6. 2 GORGEOUS 4 WORDS – ‘The Youth are starting to change. Are you starting to change?’
Ha! When asked their names, these Welsh teens spell out the numbers in semaphore. And then one of them falls over. They sing Bette Midler’s Let’s Hear for it the Boy for reasons that I’m too old and unhip to understand. Is Bette Midler in with the yoot? Do kids listen to Wind Beneath My Wings when they toke the ganga and ting? Did Westlife covering The Rose make her cool? I can’t pretend to understand. They’re not good singers but they were heaps of fun. Oh, and their friends and family watching them all had very terrible hair. And one girl from this aforementioned group said Simon enjoys nothing in life and Dermot shook his head and agreed with her straight-faced. Ha! Lover’s tiff?

7. ALLAN – ‘Does that make me crazy? Possibly’

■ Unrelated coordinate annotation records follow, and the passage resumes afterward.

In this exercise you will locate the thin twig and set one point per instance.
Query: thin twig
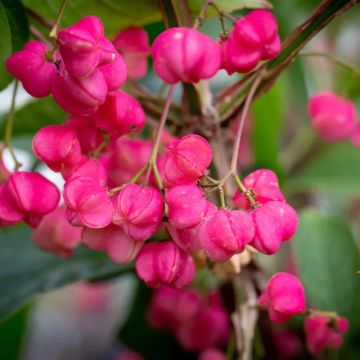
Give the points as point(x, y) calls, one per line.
point(9, 127)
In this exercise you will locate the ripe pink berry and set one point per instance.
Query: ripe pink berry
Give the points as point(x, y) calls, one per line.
point(225, 233)
point(275, 222)
point(88, 135)
point(133, 44)
point(254, 38)
point(212, 354)
point(120, 114)
point(82, 47)
point(57, 146)
point(264, 184)
point(284, 296)
point(27, 196)
point(128, 156)
point(89, 168)
point(88, 203)
point(333, 117)
point(171, 307)
point(186, 160)
point(79, 97)
point(56, 235)
point(187, 206)
point(33, 69)
point(321, 335)
point(120, 247)
point(188, 239)
point(138, 210)
point(115, 73)
point(164, 263)
point(184, 54)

I have ranked Allan last not because I dislike him (and believe me I dislike a lot of contestants every year. Deadbruv, for example. Or Jamie Afro the Tool.) Nor have I ranked him last because I want to add to a sense of humiliation that will linger over him for a few months until even avid X Factor fans forget who he is. I have had to put him last because I didn’t like being made to watch him. He wasn’t bad in an unusual way. He hadn’t written his own song, for example. Or attempted a medley or mash-up. He wasn’t deluded or arrogant. He was just bad. And even if you think bad singers who don’t seem quite with it is the FUNNIEST THING EVER LOL, and you enjoyed his bit, I think we gained nothing as people from being shown him.